The “Gemini Plays Pokémon” project is far from a finished product. Joel emphasizes that the framework is still actively evolving, with ongoing refinements to improve how the AI interacts with the game. This iterative process mirrors the broader development of AI technologies, where each milestone—however niche or playful—contributes to a deeper understanding of what these models can achieve. Google’s enthusiasm for the project, evidenced by Pichai’s and Kilpatrick’s public endorsements, suggests that even seemingly trivial applications like beating a retro video game can offer valuable insights into AI’s potential.
So, what does Gemini’s victory over Pokémon Blue mean for the future? On one level, it’s a delightful blend of nostalgia and innovation, reminding us of the cultural impact of games like Pokémon while showcasing AI’s growing prowess. On a deeper level, it raises intriguing questions about how we measure AI performance and the role of human collaboration in unlocking its full potential.
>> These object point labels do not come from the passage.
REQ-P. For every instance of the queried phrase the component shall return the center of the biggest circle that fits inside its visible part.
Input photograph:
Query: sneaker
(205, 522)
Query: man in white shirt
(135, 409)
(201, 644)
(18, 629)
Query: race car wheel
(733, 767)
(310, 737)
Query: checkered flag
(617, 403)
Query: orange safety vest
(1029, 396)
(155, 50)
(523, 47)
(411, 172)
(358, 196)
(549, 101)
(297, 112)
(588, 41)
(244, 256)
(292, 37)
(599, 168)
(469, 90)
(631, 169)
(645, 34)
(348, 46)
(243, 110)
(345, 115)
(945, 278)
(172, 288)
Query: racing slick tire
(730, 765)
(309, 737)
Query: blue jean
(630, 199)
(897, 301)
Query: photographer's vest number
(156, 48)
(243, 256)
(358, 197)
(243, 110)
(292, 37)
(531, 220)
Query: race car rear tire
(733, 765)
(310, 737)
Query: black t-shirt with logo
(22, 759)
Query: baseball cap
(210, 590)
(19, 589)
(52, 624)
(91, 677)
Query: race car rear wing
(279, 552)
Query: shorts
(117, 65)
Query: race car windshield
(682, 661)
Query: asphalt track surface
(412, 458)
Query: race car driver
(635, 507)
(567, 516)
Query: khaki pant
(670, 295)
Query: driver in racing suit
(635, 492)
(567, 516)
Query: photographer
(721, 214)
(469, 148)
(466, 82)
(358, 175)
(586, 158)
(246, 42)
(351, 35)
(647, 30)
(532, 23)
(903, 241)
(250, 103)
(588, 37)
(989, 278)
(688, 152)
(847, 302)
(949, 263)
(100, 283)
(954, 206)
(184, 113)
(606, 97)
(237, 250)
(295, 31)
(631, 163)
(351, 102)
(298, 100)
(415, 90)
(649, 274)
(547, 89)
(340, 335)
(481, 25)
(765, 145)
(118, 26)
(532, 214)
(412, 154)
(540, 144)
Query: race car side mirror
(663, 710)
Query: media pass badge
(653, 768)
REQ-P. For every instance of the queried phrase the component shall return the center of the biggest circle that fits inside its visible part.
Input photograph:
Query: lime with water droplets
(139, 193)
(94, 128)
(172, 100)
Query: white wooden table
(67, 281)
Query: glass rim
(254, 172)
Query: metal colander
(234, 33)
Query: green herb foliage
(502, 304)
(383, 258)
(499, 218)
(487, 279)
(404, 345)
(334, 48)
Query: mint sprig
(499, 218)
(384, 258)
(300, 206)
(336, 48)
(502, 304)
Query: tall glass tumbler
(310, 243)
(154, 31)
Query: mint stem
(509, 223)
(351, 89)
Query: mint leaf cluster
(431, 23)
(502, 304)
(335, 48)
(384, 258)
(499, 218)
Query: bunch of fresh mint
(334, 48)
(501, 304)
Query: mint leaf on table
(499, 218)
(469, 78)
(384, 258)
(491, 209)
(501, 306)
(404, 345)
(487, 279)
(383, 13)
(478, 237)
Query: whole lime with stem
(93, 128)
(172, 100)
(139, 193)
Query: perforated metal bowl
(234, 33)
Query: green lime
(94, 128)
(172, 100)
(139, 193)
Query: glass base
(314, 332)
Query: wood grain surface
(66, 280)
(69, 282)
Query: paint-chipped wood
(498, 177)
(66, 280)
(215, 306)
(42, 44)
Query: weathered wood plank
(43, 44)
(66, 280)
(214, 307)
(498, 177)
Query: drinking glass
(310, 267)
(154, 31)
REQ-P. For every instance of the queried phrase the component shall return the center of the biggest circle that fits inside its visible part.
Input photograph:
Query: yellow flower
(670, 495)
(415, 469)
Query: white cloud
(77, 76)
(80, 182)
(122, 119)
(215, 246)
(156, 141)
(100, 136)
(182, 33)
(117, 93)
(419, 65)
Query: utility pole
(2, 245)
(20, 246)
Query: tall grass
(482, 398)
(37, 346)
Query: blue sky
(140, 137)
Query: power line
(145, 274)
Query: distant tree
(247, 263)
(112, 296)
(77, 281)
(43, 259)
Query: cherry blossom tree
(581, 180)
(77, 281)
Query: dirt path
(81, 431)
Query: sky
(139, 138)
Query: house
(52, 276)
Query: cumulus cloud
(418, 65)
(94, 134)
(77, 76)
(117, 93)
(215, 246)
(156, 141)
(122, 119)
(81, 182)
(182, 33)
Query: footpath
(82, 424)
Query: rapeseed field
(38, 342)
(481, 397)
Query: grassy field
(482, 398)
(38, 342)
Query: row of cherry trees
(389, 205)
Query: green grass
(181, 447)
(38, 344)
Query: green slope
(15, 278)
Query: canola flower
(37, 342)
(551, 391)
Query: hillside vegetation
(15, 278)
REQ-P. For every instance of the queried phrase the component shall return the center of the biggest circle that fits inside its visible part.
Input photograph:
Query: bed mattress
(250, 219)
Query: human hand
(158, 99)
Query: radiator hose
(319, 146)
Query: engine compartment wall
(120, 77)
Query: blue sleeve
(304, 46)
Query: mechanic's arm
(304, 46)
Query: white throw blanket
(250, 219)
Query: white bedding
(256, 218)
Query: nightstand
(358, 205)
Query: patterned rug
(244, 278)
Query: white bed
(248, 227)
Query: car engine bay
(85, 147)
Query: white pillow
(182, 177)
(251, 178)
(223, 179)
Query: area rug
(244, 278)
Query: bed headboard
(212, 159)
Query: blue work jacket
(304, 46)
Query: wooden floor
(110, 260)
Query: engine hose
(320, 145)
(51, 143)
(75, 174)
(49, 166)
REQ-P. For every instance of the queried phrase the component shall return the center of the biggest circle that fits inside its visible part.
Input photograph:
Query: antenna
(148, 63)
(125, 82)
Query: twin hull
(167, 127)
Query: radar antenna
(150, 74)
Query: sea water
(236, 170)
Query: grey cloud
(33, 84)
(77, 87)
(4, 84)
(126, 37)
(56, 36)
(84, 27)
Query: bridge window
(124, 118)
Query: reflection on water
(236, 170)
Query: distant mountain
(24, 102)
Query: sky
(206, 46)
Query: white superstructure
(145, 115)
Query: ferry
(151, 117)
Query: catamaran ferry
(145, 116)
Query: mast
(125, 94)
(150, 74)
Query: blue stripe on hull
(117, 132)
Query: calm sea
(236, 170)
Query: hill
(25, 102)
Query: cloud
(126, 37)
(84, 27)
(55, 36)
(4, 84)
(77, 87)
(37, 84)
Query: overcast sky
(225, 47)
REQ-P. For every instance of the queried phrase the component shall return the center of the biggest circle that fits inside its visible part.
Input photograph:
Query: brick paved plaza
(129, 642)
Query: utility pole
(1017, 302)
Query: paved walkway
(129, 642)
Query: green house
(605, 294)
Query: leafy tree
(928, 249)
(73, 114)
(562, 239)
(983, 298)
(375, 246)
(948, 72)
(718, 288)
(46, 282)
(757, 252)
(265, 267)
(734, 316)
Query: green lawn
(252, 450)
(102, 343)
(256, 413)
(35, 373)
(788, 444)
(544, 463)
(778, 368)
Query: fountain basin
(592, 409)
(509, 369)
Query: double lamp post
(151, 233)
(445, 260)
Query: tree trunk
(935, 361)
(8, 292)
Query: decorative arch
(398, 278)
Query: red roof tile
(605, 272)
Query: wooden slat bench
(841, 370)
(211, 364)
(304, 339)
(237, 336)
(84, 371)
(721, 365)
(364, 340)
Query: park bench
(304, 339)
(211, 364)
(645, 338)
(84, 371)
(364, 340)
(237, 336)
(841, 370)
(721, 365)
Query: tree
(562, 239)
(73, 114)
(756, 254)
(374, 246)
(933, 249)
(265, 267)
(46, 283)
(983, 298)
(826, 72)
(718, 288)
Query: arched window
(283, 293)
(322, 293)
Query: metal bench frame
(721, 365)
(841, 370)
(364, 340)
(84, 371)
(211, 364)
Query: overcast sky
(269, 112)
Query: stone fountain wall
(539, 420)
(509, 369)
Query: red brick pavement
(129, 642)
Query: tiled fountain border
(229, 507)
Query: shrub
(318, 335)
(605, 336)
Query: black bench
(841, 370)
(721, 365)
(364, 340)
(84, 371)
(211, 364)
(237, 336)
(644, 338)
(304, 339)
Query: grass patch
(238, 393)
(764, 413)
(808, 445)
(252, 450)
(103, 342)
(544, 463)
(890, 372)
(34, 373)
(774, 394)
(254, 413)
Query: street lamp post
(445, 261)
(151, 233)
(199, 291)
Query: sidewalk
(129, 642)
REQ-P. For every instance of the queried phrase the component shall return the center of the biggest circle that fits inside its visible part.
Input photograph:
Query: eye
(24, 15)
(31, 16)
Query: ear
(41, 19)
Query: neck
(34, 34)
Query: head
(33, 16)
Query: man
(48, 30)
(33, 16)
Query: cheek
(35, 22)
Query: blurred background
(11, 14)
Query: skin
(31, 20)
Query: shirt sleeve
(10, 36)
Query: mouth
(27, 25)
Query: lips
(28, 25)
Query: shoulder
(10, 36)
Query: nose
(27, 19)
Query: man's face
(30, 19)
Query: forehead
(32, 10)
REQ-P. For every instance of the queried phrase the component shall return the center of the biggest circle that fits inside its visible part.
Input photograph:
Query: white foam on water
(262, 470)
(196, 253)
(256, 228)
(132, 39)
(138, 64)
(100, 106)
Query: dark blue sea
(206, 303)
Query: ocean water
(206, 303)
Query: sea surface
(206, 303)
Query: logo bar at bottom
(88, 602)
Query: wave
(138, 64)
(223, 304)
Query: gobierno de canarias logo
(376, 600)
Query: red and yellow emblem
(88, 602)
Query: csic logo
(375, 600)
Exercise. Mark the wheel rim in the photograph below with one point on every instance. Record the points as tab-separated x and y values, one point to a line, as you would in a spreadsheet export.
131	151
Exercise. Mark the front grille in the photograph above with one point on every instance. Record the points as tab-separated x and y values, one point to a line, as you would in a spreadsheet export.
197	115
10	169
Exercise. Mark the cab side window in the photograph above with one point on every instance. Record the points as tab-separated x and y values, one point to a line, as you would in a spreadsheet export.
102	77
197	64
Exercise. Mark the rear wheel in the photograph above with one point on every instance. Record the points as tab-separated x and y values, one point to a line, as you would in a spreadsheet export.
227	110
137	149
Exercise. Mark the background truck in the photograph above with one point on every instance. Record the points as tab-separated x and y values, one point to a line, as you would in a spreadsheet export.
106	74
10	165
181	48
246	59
While Gemini needed a little help to cross the finish line, its success hints at a future where AI could tackle far more complex challenges—perhaps not just in virtual worlds, but in real ones too. For now, though, let’s celebrate this quirky triumph: a 29-year-old game has been bested by a cutting-edge AI, proving that even in the realm of pocket monsters, technology reigns supreme.